I timed my return to Hanoi pretty much perfectly. It’s difficult for me to imagine this city without the late night sanctuary of a Tadioto.
Of course it’s not exactly the same. Whenever I walk past 113 Trieu Viet Vuong there’s a baleful glance at the myopia now encapsulated in the stark white grille barring its facade. A brilliant business decision that one. Anyone who’d been there would remember the attention to detail and the time so obviously invested in creating such a special atmosphere. That can’t be instantly replicated. But what really made the old Tadioto great—the patrons, the staff, the owner—are thankfully not location dependent.

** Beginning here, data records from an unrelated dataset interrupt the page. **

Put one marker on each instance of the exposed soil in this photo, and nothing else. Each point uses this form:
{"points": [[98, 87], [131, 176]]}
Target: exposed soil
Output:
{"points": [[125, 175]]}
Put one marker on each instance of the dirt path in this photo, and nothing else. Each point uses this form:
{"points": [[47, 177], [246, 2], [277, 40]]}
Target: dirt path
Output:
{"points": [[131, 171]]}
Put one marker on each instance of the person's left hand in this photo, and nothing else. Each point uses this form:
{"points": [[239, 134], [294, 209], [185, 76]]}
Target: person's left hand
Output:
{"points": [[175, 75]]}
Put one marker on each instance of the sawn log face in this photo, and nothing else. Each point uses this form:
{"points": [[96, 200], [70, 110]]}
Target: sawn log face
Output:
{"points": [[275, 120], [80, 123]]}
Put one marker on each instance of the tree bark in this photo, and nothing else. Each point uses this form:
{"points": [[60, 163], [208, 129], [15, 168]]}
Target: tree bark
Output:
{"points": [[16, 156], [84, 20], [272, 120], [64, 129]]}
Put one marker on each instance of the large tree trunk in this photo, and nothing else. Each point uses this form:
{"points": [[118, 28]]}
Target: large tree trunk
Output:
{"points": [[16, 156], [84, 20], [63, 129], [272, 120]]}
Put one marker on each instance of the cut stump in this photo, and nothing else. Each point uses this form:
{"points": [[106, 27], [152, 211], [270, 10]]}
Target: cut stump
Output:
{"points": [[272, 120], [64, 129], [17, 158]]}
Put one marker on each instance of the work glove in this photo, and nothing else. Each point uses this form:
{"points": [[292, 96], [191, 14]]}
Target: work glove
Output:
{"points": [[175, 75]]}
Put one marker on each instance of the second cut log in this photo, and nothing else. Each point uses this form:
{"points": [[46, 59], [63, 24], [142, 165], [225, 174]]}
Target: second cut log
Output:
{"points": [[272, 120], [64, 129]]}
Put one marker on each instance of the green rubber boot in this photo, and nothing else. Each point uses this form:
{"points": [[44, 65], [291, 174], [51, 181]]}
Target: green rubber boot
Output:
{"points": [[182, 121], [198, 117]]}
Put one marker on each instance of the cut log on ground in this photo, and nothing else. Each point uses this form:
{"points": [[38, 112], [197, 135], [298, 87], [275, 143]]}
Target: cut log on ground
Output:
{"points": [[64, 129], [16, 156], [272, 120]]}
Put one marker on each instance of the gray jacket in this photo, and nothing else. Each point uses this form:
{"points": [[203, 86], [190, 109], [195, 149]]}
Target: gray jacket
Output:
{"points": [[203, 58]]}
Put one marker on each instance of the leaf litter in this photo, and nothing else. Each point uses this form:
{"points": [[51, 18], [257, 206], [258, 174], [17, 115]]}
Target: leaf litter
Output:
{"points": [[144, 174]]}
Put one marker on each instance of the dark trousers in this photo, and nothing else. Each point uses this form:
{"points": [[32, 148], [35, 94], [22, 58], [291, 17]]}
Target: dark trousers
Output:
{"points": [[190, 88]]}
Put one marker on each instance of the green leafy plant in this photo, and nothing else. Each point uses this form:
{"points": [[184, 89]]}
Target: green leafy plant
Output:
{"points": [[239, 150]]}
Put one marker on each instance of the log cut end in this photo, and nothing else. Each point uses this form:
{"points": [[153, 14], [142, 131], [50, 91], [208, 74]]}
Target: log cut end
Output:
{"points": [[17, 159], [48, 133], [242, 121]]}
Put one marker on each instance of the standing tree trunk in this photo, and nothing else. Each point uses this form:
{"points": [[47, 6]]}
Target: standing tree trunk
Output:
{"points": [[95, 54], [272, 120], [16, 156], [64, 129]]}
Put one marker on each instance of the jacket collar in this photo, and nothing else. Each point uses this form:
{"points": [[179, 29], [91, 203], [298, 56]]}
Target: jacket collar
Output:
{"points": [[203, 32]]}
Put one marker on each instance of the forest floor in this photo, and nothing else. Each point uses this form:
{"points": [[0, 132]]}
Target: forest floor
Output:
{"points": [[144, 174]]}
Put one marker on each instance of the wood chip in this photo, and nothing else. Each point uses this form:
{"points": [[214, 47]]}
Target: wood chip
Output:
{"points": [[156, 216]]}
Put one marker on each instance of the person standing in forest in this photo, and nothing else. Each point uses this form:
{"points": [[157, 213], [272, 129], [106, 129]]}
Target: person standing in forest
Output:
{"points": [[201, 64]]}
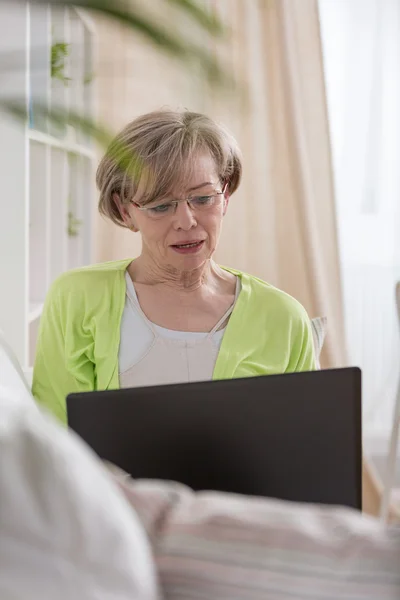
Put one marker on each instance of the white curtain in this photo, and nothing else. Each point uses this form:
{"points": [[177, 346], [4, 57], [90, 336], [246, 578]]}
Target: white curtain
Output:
{"points": [[361, 46]]}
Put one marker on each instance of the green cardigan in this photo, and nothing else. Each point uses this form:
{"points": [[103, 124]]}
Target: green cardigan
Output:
{"points": [[268, 332]]}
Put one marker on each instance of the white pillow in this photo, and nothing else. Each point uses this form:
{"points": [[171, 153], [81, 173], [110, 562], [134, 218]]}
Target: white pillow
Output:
{"points": [[318, 326], [66, 531], [222, 546]]}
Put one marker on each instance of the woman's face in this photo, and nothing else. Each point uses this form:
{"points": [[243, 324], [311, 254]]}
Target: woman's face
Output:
{"points": [[166, 238]]}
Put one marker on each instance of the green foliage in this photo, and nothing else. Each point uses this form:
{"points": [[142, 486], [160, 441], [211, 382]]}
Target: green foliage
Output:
{"points": [[59, 53]]}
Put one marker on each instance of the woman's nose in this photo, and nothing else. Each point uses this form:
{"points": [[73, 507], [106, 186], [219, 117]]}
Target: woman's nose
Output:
{"points": [[184, 217]]}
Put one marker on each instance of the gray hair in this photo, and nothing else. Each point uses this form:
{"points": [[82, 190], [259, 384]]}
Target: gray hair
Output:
{"points": [[162, 146]]}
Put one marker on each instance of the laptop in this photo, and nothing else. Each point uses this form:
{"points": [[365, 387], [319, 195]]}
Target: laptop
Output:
{"points": [[295, 436]]}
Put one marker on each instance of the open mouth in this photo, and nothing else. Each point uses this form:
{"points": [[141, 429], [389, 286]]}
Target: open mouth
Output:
{"points": [[188, 247]]}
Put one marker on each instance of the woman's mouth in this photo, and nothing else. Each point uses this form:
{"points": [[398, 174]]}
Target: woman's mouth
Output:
{"points": [[188, 247]]}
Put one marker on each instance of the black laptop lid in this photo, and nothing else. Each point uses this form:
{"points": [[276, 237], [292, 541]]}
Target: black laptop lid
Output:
{"points": [[295, 437]]}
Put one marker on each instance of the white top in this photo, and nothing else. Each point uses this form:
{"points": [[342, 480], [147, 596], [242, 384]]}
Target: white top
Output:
{"points": [[153, 355]]}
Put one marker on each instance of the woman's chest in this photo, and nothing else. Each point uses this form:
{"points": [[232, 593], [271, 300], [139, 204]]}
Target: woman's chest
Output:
{"points": [[182, 314]]}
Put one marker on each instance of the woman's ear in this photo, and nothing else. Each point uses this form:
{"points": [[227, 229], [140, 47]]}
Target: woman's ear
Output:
{"points": [[124, 212], [226, 198]]}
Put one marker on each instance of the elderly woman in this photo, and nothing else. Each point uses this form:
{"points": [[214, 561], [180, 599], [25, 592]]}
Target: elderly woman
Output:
{"points": [[172, 314]]}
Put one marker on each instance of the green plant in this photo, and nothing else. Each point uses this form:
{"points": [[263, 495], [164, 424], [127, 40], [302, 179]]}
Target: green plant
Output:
{"points": [[168, 41], [59, 53]]}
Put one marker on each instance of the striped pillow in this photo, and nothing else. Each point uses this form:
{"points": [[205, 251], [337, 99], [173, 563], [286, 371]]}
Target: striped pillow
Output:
{"points": [[214, 546]]}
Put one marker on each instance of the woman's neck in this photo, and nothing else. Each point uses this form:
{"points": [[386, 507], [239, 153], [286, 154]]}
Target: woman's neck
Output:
{"points": [[147, 271]]}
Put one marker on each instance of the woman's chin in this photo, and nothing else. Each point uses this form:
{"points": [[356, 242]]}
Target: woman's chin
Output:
{"points": [[187, 261]]}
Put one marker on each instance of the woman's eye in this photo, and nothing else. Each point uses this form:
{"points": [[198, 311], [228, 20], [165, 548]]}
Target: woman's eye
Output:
{"points": [[160, 208], [201, 200]]}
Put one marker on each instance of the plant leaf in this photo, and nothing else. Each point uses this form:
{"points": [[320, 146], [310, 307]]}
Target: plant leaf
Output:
{"points": [[172, 43], [207, 19]]}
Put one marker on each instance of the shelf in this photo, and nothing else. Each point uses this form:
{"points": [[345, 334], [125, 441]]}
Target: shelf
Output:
{"points": [[49, 140], [35, 310]]}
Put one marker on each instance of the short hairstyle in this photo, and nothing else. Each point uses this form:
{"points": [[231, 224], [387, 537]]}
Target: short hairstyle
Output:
{"points": [[162, 146]]}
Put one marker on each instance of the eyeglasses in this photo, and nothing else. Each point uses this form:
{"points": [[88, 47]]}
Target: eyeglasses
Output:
{"points": [[168, 209]]}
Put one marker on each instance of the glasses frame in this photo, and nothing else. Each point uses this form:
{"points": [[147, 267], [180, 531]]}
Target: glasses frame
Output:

The old crowd, at least as I remember it, is slowly returning and other interesting people are showing up. The coffee remains amazing. The drinks are still very liberally (and therefore somewhat dangerously) poured. The music still kicks ass. The staff are just as friendly and attentive, not only tolerating the horrible Vietnamese I inflict upon them, but even offering help. It’s pretty cool seeing the character of the place take shape, noticing a little something new every visit. And Duc—rightly listed as one of the 101 things to love about Hanoi—is still Duc.
Go check Tadioto Truong Han Sieu out if you haven’t already done so, both former regulars and new faces. You won’t regret it.